I'm trying to figure out which of the two pageview definitions we currently have I can use for a question Bob and I are trying to address. It would be great if you share your thoughts. If you choose to do so, please do it by Tuesday, eod, PST.
More details:
What are we doing?
We are building an edit recommendation system that identifies the missing articles in Wikipedia that have a corresponding page in at least one of the top 50 Wikipedia languages, ranks them, and recommends the ranked articles to editors who the algorithm assesses as those who may like to edit the article.
Where does pageview definition come into play?
When we want to rank missing articles. To do the ranking, we want to consider the pageviews to the article in the languages the article exists in, and using this information estimate what the traffic is expected to be in the language the article is missing in.
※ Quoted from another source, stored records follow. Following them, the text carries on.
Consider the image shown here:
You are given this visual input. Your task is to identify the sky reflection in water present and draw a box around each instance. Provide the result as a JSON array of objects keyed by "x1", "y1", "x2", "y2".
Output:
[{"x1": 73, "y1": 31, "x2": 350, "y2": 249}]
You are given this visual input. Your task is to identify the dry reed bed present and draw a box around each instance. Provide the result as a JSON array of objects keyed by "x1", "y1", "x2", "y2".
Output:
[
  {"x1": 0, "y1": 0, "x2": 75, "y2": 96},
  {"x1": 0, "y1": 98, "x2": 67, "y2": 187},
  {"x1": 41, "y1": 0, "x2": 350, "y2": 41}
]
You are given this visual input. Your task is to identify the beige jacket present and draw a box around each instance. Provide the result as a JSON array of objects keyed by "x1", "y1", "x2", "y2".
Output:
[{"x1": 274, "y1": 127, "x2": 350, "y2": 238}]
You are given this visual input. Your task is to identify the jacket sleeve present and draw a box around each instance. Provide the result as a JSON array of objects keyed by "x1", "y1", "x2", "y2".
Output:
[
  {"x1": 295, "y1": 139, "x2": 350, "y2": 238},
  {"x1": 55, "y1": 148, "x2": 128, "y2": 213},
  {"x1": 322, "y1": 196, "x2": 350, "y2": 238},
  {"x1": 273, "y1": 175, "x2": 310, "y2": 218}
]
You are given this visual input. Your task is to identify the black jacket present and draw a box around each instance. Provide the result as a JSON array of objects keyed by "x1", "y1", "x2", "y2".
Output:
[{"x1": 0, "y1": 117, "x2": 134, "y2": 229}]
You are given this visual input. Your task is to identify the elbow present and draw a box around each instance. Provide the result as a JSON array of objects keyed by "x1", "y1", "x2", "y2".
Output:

Why does it matter which pageview definition we use?
We would like to use webstatscollector pageview definition since the hourly data we have based on this definition goes back to roughly September 2014. If we go with the new pageview definition, we will have data for the past 2.5 months. The longer period of time we have data for, the better.
Why don't you then just use webstatscollector data?
We're inclined to do that but we need to make sure that data works for the kind of analysis we want to do. Per discussions with Oliver, webstatscollector data has a lot of pageviews from bots and spiders. The question is: is the effect of bot/spider traffic, i.e., the number of pageviews they add to each page, roughly uniform across all pages? If that is the case, webstatscollector definition will be our choice.
I appreciate your thoughts on this.